I’m very aware as my train wends its way home tonight that it’s been weeks since I’ve posted anything to my small blog. As we pull into the harbor stop, everything is dark: water, air, platform, commuters shuffling to cars. A few lights do shine off the water surface; I suspect a fitting picture of what we may feel in this still very new year.
Since I’ve written here we suffered the Sandy Hook tragedy. Various holidays have come and gone. One year departed and the next rolled in. It seems we got to the edge of the “cliff,” took a look, and somebody or some bodies did something to avoid a steep or immediate drop, we’ll see. But in all this, I’m fairly sure our minds have not been far from the families of those children and responders. Perhaps that is as it should be.
And since I don’t have words that come close to a response to this terrible event, I want to write about something very small that happened at CVS this weekend. I popped in to pick up a prescription for the 5 day antibiotic whack-pack the doctor sent so that my middle ear would drainand my flight tomorrow wouldn’t be painful. While standing in the rather long line, my mind wandered to wonder whether this store might carry those iron-on patches you usually get at the fabric or, “back in the day”, the “dime store.” I paid for the pills and coupons came streaming out of the register. I rolled them up, headed for a browse and, to my surprise and delight, I came across a package of iron-ons hanging right there on a random peg in an aisle of random things. One less errand to run! But there was more!
The price of the patches was $3.99, and as I stood in another rather long line at the register in the front of the store, I scanned through the coupon roll. Mixed into the items I don’t buy was a BONUS coupon –free money! And good for–you guessed already, didn’t you?– $3.99!

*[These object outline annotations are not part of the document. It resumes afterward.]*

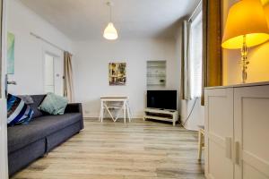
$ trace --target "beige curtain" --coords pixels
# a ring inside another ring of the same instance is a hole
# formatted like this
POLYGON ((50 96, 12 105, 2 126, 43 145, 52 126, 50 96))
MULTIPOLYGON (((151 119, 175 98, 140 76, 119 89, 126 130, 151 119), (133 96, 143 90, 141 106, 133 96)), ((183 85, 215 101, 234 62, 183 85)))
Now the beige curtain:
POLYGON ((182 26, 182 56, 181 56, 181 99, 191 99, 190 90, 190 46, 191 22, 183 21, 182 26))
POLYGON ((221 55, 221 1, 203 0, 203 81, 204 88, 222 84, 221 55))
POLYGON ((64 53, 64 96, 74 102, 72 55, 69 52, 64 53))

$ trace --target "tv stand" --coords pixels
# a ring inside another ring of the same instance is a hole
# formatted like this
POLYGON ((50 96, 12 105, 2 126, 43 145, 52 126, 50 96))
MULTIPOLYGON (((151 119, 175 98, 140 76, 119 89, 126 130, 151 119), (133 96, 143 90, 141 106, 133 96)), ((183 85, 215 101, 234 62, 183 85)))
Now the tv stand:
POLYGON ((178 121, 178 112, 172 109, 145 108, 143 120, 146 119, 172 122, 175 126, 176 122, 178 121))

I can’t tell you exactly how the tax worked out, but I left with pills and patches having spent about $1.26 in total. I admit that now, on this rocking train flying down the track, this story feels like a very small light against a very big darkness; perhaps it’s a little silly. But I’d rather let it remind me that sometimes we’re given what we need at the point of need. I hope those reeling from losses we can’t imagine will know they are remembered, and that they find much big help in this time of need.